In my day-to-day I run into situations where I need to combine several Excel files that are split into chunks, say some sort of accounting information that is saved in separate files per year. Power Query’s GUI can help to get you started, but if you need to do any more complicated data wrangling you’ll need to dive into M code.
A common template I use for the above scenario is something like this:
let
// Navigate to the SharePoint library (not folder) with the files.
Source = SharePoint.Files(
"https://contoso.sharepoint.com/personal/tyler_contoso_com",
[ApiVersion = 15]
),
// Filter the file list down to the correct folder
#"Filtered Folders" = Table.SelectRows(
Source,
each [Folder Path] = "https://contoso.sharepoint.com/personal/tyler_contoso_com/Documents/Documents/Widget Exports/"),
// Filter down to just the right files.
// In this example, the files are named "2022 Widget_Exports.xlsx",
// "2021 Widget_exports.xlsx", etc.
#"Filtered Files" = Table.SelectRows(
#"Filtered Folders",
each Text.Contains([Name], "Widget_Exports.xlsx")
),
// Excel Opener Function
ExcelOpener = (folderPath, fileName) =>
let
// This function nested in the main function processes all of
// the Excel files in the same way. It does not change the
// column types yet, that is saved for the end. I have had the
// column type information get tossed out in a following step,
// that's why it doesn't get defined here.

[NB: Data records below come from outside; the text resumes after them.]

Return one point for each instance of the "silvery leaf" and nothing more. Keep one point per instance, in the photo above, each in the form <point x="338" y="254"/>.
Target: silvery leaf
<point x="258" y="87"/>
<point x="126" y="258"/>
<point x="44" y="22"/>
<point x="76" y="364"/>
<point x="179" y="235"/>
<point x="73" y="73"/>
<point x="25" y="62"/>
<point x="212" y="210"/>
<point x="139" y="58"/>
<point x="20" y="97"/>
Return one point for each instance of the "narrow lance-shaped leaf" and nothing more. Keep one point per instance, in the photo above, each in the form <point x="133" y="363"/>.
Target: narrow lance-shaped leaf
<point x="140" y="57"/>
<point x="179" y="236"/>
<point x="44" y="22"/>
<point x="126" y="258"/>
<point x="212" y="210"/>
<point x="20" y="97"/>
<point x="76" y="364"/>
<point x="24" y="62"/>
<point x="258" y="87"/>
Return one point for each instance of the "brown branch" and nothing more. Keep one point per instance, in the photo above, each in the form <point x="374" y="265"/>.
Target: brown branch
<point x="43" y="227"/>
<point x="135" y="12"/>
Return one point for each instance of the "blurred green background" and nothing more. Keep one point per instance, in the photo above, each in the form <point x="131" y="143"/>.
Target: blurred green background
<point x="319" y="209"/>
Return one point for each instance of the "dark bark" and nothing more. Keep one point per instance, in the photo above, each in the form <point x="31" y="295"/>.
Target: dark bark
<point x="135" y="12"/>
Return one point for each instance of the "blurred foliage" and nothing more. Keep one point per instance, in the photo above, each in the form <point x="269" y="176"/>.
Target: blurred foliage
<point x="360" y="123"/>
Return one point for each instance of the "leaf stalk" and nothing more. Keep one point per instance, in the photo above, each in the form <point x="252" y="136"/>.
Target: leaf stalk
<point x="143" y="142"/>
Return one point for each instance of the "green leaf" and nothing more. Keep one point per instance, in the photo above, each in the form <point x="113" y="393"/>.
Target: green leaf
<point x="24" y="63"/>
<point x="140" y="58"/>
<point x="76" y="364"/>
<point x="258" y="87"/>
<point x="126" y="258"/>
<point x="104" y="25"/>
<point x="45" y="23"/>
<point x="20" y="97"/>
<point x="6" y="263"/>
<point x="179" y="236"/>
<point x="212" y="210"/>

// The function does name the columns.
SelectFile = #"Filtered Files"{
[Name = fileName,
#"Folder Path" = folderPath]}[Content],
#"Imported Excel" = Excel.Workbook(SelectFile, null, true),
#"Navigation" = #"Imported Excel"{
[Item = "Sheet", Kind = "Sheet"]
}[Data],
#"Filtered rows" = Table.SelectRows(
// If there are any merged cells, this can toss unnecessary rows
#"Navigation", each [Column2] <> null),
#"Promoted headers" = Table.PromoteHeaders(
#"Filtered rows", [PromoteAllScalars = true]
)
in
#"Promoted headers",
// To use the function, make a new column and get its values from the
// function. It will be a nested data column.
#"Added Custom" = Table.AddColumn(
#"Filtered Files",
"Custom",
each ExcelOpener([Folder Path], [Name])
),
// We can remove everything but the new column
#"Removed columns" = Table.RemoveColumns(
#"Added Custom",
{"Content", "Name", "Extension", "Date accessed",
"Date modified", "Date created", "Attributes",
"Folder Path"}
),
// Expand the column and select all of the named columns
#"Expanded Custom" = Table.ExpandTableColumn(
#"Removed columns",
"Custom",
{"Acct No", "Cust No", "PO", "Transaction Date", "Widget Type",
"Widget Cost Per Unit", "Total Units", "Total Cost",
"Shipped", "Shipped Date"}
),
// Now we will set the column types
#"Changed column type" = Table.TransformColumnTypes(
#"Expanded Custom",
{
{"Acct No", type text},
{"Cust No", type text},
{"PO", type text},
{"Transaction Date", type date},
{"Widget Type", type text},
{"Widget Cost Per Unit", type number},
{"Total Units", Int64.Type},
{"Total Cost", type number},
{"Shipped", logical},
{"Shipped Date", type date}
}
)
in
#"Changed column type"
Using code similar to this will combine the directory full of files into one big Power dataset that you can now modify as needed for the analysis or report that you are using.